Some companies, like Ossory, have been reduced to shell status after property assets have been sold off or put into receivership. They are now likely to be reverse takeover targets for up-and-coming property groups.

But there are also success stories: Capital & Regional can boast a 240% increase in market capitalisation. It started degearing in 1988 and its value has held up better than most, thanks to the success of its US operations. And during the past two years the company has been able to use its paper to make judicious acquisitions.

Likewise, English & Overseas, St Modwen and Derwent Valley are all rated by the market. Relative strength has enabled some of them to issue additional shares and enhance capitalisation further.

“At the end of the day, it is down to the management,” says Smith New Court’s David Tunstall. “Big or small, sensible propositions can be financed.”

Of others that have ridden the recession, Michael Slade’s Helical Bar is well regarded. He is one of the most successful transitions: from developer of City offices in the mid-1980s to an investor concentrating on provincial industrial in the 1990s.

Now Helical is one of the select number of companies deemed to be fighting fit and ready to go: “We like the way things are shaping up,”says Slade. “We’re going to get back in there and start again.”

Five Oaks has been taking advantage of its size, or lack of it. The investment company run by John Watkins has been active in both the property investment and the financing markets in recent months. A £12.2m rights issue in August nearly doubled market capitalisation and cut gearing to 55%.

The 1990s shake-out has also seen new management move into bombed-out and troubled companies.
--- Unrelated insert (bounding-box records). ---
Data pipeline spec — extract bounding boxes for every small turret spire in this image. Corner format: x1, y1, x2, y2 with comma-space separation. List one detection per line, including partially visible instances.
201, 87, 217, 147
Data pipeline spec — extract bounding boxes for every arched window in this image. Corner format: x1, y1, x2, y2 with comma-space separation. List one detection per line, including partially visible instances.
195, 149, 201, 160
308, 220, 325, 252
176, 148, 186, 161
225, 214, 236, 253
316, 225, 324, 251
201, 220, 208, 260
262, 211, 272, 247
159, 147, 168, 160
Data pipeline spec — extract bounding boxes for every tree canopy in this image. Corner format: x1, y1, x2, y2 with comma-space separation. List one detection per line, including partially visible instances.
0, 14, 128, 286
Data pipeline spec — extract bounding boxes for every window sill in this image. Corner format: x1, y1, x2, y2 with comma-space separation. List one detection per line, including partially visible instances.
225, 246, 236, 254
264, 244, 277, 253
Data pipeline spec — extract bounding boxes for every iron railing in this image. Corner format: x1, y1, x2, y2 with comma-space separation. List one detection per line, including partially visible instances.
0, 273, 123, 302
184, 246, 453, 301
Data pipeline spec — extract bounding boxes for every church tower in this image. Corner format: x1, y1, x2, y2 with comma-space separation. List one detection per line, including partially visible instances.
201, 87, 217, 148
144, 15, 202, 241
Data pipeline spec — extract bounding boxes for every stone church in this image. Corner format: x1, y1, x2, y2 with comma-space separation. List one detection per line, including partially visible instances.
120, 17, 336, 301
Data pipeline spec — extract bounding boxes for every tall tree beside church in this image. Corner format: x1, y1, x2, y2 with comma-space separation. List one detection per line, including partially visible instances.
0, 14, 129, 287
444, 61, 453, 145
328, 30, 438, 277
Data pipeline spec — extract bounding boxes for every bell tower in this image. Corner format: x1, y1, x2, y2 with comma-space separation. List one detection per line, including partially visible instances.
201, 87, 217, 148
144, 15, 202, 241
Analysts consider that Hemingway Properties, the £11.9m investment company formed by Michael Goldhill’s and Andrew Browne’s reverse takeover of Marylebone Estates in 1991, is one to watch.

“Hemingway, along with Derwent Valley, has a highly regarded management which has made sensible expansion moves and has plans to take the company forward,” says Tunstall.

Having raised £22m with the sale of its offices at Dorset House, SE1, Hemingway is concentrating on the industrial assets it favours. Gearing of over 160% has been slashed in half.

At Dwyer, Joey Esfandi’s new regime has pruned costs by 34% and the £18.5m sale of the Abbeycentre in Belfast cut borrowings by £11m and gearing to 106%.

Martin Landau’s arrival at Clayform, now under the style of Development Securities, prompted a £27m share-placing in July, which should put the books on a sound footing. It would not have happened without Landau’s presence. Now the company is planning “opportunistic” purchases with a long-term view on new development.

And opportunities in the post-crash market are also pulling new players into the quoted sector: for example, Tony Grant at Olives Property and Tom King at Creston.